Scottie Pippen won six NBA titles alongside Michael Jordan with the Chicago Bulls, but the two didn't have much of a relationship off the court.
"Michael and I aren't close and never have been," Pippen wrote in his new book Unguarded, via Sopan Deb of the New York Times.
The memoir was highly critical of Jordan's commentary in The Last Dance, the 10-part documentary that followed the Hall of Fame guard and the Bulls' dynasty.
"How dare Michael treat us that way after everything we did for him and his precious brand," Pippen wrote in the opening pages of the book.
Jordan criticized Pippen several times during the documentary, notably referring to him as "selfish" for getting delayed foot surgery that caused him to miss the start of the 1997-98 season.
"You want to know what selfish is? Selfish is retiring right before the start of training camp when it is too late for the organization to sign free agents," Pippen responded in the book, referring to Jordan's sudden retirement ahead of the 1993-94 season.
The Bulls had won three straight titles from 1991 to '93 before Jordan stepped away from the sport for a year-and-a-half. Pippen led the Bulls to a 55-27 record in 1993-94 and a trip to the Eastern Conference semifinals before losing in seven games to the New York Knicks.
Jordan returned at the end of the 1994-95 season before the team went on to win three more championships from 1996 to '98.
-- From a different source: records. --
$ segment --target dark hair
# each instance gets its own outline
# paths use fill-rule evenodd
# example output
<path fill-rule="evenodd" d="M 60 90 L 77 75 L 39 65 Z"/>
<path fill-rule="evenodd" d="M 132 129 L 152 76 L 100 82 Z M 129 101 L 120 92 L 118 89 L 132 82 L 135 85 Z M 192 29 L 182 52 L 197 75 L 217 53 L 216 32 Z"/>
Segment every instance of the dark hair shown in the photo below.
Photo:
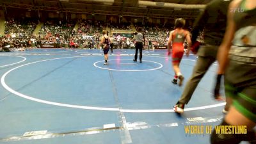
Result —
<path fill-rule="evenodd" d="M 175 19 L 175 22 L 174 24 L 175 28 L 182 28 L 186 24 L 186 20 L 182 18 L 178 18 Z"/>

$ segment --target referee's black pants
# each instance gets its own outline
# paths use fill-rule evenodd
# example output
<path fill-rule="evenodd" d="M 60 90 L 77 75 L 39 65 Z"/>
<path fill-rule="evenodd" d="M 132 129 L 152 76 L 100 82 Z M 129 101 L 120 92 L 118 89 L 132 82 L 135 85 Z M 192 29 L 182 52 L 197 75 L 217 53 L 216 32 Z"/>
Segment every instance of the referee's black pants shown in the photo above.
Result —
<path fill-rule="evenodd" d="M 135 56 L 134 60 L 137 60 L 138 58 L 138 50 L 140 49 L 140 60 L 142 60 L 142 48 L 143 47 L 143 44 L 142 42 L 137 42 L 135 44 Z"/>

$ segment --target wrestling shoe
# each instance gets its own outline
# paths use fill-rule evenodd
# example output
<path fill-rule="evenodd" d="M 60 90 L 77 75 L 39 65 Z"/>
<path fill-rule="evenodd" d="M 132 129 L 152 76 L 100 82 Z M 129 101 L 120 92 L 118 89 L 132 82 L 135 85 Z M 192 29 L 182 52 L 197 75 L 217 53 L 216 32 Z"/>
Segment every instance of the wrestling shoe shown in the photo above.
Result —
<path fill-rule="evenodd" d="M 177 113 L 183 113 L 185 105 L 180 102 L 177 102 L 173 106 L 173 110 Z"/>
<path fill-rule="evenodd" d="M 184 80 L 184 76 L 182 76 L 182 75 L 180 75 L 178 77 L 178 79 L 179 79 L 179 86 L 180 86 L 183 84 L 183 80 Z"/>

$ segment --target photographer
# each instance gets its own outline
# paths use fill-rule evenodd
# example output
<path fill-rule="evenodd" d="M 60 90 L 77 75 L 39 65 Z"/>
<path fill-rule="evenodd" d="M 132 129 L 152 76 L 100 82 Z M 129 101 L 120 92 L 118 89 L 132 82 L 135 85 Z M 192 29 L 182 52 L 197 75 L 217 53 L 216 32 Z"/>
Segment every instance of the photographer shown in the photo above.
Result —
<path fill-rule="evenodd" d="M 143 47 L 143 42 L 144 42 L 144 46 L 146 44 L 145 36 L 141 33 L 141 31 L 142 31 L 142 28 L 140 27 L 138 28 L 138 30 L 137 30 L 138 32 L 132 33 L 134 35 L 136 35 L 136 44 L 135 44 L 135 56 L 134 56 L 134 60 L 133 60 L 133 61 L 137 61 L 138 50 L 140 49 L 140 63 L 142 63 L 142 48 Z"/>

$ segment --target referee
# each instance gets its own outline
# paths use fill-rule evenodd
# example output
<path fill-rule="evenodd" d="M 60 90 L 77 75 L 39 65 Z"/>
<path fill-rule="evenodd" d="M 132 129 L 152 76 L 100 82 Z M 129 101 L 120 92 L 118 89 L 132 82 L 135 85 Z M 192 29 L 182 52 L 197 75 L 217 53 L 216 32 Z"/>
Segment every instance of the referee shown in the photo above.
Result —
<path fill-rule="evenodd" d="M 138 58 L 138 50 L 140 49 L 140 63 L 142 63 L 142 48 L 143 47 L 143 42 L 144 42 L 144 46 L 146 44 L 145 36 L 141 33 L 142 28 L 139 27 L 137 29 L 138 32 L 132 33 L 133 35 L 136 35 L 136 44 L 135 44 L 135 56 L 134 61 L 137 61 Z"/>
Though Jordan implied during the documentary that his aggressive leadership helped the team win, Pippen said in his book that they "won in spite of his getting on guys."
"We won when he retired," he said during an interview with Deb. "We didn’t win a title, but obviously we didn’t have a full roster, so."
Though Jordan is known as one of the best basketball players of all time, Pippen also has an impressive resume with seven All-Star selections and 10 All-Defensive team honors. He was inducted into the Hall of Fame in 2010 and was named one of the top 75 players in NBA history last month.